The service addresses the logistical side of a very familiar problem. What it cannot replace is something else entirely, the father who quietly takes every bag because he simply wants to be there, the brother who dislikes shopping but shows up anyway, the husband outside the trial room who has been waiting an hour and will wait another without complaint. No startup can package that. But for the aching shoulders and the overstuffed hands, Rs 149 an hour is a reasonable start.
(With inputs from Megha Chaturvedi)
Lajpat Nagar on a Saturday afternoon is not for the faint-hearted. The lanes are narrow, the crowds are unforgiving, and by the third shop, your arms are already giving up. By the fifth, you have stopped pretending to enjoy yourself. Somewhere between the kurta stalls and the bedsheet vendors, shopping stops being fun and starts feeling like a endurance test.
A Delhi startup noticed this a long time ago. And decided to do something about it.
You shop. We carry.
CarryMen is a shopping assistance service operating in Lajpat Nagar, built around one straightforward idea: shoppers should be able to enjoy the market without being weighed down by it. The founders, both Delhi locals, grew up navigating the same crowded lanes and watched the pleasure of shopping drain away under the weight of bags, long walks, and physical exhaustion.
"People love shopping, but they hate the physical stress that comes with it," a spokesperson for the startup said. "We wanted shoppers to enjoy the experience instead of worrying about carrying ten bags while eating momo in the middle of a crowded market."

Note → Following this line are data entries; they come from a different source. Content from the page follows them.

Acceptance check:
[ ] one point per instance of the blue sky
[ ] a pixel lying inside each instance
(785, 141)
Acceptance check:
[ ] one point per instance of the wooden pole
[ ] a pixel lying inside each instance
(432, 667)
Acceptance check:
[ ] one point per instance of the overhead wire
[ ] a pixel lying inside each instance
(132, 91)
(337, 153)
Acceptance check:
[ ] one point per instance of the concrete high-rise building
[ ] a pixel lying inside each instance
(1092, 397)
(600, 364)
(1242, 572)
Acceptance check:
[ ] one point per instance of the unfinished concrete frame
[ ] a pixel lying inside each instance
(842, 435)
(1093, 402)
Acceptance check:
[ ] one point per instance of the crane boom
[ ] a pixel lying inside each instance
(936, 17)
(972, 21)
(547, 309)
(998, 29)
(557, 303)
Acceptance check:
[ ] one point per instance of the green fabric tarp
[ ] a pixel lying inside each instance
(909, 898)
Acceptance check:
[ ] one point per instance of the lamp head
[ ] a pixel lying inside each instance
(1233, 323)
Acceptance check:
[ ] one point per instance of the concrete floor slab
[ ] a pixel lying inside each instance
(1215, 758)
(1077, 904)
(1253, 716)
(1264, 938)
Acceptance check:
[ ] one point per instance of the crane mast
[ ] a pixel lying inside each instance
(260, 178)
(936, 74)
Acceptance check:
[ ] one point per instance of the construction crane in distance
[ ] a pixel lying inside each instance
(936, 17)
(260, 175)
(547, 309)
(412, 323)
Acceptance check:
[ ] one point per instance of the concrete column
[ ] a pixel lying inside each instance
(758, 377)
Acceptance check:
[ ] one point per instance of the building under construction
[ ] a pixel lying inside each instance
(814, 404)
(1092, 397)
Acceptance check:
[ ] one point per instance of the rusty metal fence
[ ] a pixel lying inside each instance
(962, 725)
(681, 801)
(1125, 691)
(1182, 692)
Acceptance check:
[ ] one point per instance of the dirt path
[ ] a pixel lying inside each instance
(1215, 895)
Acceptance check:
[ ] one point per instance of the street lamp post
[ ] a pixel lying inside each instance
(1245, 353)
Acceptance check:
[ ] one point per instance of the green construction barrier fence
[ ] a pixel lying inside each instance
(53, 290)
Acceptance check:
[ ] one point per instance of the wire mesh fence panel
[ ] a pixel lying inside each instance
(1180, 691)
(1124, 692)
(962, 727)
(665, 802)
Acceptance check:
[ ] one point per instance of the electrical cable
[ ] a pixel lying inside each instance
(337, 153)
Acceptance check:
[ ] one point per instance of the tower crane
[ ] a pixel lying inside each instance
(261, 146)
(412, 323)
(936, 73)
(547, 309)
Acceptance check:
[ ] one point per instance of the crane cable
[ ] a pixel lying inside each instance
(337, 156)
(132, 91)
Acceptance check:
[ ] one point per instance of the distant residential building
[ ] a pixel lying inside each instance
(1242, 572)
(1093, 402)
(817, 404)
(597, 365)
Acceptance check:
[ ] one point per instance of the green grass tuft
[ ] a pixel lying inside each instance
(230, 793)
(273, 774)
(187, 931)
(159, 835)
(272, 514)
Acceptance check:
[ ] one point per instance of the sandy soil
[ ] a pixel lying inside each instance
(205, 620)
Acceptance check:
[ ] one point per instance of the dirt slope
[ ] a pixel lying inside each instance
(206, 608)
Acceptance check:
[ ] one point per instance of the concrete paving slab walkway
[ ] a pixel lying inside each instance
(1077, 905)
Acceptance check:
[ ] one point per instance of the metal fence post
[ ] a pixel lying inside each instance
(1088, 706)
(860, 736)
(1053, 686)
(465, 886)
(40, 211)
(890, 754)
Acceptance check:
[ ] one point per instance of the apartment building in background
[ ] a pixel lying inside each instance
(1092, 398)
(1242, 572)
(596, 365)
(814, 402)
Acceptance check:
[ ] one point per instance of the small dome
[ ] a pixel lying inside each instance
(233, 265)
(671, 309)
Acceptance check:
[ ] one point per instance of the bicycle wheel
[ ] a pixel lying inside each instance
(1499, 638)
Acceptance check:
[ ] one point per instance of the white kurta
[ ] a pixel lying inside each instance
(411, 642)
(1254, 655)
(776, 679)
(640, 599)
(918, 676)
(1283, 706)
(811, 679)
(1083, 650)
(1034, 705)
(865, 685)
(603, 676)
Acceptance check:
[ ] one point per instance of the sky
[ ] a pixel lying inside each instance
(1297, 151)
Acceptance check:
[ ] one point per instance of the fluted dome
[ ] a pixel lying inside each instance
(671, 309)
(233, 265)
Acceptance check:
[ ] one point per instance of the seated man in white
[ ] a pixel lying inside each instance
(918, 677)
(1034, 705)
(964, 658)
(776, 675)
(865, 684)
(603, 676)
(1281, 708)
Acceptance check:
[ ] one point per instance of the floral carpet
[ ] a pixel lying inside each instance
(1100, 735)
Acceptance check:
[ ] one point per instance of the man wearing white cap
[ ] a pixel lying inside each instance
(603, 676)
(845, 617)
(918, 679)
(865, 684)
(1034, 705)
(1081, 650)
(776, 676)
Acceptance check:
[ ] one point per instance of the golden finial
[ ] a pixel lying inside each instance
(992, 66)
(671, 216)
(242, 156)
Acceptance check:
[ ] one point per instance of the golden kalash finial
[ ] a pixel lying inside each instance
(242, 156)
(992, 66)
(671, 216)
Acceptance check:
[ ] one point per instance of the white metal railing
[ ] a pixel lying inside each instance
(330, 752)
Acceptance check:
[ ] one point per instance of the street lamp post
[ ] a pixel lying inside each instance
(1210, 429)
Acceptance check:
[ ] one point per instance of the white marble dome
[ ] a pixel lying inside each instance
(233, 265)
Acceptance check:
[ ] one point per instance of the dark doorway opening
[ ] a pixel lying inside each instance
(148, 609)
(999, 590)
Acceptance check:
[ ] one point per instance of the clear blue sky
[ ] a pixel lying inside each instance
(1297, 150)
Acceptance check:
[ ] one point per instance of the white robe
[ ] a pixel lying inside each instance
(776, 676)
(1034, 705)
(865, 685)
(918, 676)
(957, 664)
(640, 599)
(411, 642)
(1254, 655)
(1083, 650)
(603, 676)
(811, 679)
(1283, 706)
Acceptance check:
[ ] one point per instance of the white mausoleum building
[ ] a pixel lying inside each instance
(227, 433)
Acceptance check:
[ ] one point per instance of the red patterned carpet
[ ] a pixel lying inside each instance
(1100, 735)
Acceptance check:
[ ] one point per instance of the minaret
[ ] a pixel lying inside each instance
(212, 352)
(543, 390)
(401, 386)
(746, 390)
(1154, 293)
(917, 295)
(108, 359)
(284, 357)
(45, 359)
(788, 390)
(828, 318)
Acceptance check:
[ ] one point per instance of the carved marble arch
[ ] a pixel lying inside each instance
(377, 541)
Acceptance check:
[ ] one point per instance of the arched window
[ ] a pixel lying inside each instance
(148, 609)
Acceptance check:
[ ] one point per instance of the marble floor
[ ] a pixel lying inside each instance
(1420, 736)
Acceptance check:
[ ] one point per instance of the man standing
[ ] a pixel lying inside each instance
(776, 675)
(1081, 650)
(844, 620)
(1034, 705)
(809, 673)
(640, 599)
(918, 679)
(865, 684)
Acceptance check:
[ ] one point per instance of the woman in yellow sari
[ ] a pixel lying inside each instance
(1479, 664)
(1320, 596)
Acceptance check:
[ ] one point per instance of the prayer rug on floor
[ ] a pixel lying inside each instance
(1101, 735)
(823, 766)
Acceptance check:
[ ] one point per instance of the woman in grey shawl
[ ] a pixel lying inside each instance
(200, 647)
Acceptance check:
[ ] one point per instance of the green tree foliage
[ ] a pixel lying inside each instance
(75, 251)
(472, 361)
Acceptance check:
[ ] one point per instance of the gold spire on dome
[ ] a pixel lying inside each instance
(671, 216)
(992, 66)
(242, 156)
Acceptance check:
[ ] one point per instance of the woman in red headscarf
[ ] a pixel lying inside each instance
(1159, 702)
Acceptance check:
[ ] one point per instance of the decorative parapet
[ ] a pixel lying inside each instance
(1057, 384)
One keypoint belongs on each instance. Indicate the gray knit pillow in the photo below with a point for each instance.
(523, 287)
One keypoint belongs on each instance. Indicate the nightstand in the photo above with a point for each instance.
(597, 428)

For Rs 149 per hour, with packages available for two, three, or four hours, a trained assistant accompanies shoppers through the market. They carry bags, help navigate stores, wait in food queues, assist customers to parking areas or metro gates, and help find spots to sit and rest. Shoppers keep their hands free and, ideally, their stress levels manageable.
Who is actually using it
The service has found its most consistent users among elderly shoppers, particularly women buying clothes, curtains, bedsheets, and household items. Many, the founders noticed, were not looking for luxury, just small practical comforts. Someone to carry their bags. Help ordering food. A place to sit when their feet gave out.
Here's what else the startup is offering:
- Portable camping chairs so assistants can set up a foldable seat in the middle of the market when a customer needs a break
- Umbrellas for heat and rain
- Mobile charging support
- Power banks
- Hydration assistance
The service has also proven useful for shoppers who face specific physical challenges. Pregnant women navigating crowded markets while carrying bags have booked it. Parents with toddlers, one hand on the stroller, another on bags, a child mid-meltdown near the chaat stall, have found it useful too. The startup also offers stroller rentals alongside the assistant for an added hourly charge.
One practical detail worth noting: the weight limit per assistant is 12 kg. Beyond that, a second assistant can be hired.
Early traction
CarryMen launched in April and completed over 50 bookings within its first month. Growth has come primarily from word of mouth and organic social media interest rather than influencer marketing. Expansion to Chandni Chowk is already in the planning stage.
"It's not just about carrying bags," the spokesperson said. "It's about reducing stress and making markets more comfortable for everyone, especially families, elderly people, and women."
The service addresses the logistical side of a very familiar problem. What it cannot replace is something else entirely, the father who quietly takes every bag because he simply wants to be there, the brother who dislikes shopping but shows up anyway, the husband outside the trial room who has been waiting an hour and will wait another without complaint. No startup can package that. But for the aching shoulders and the overstuffed hands, Rs 149 an hour is a reasonable start.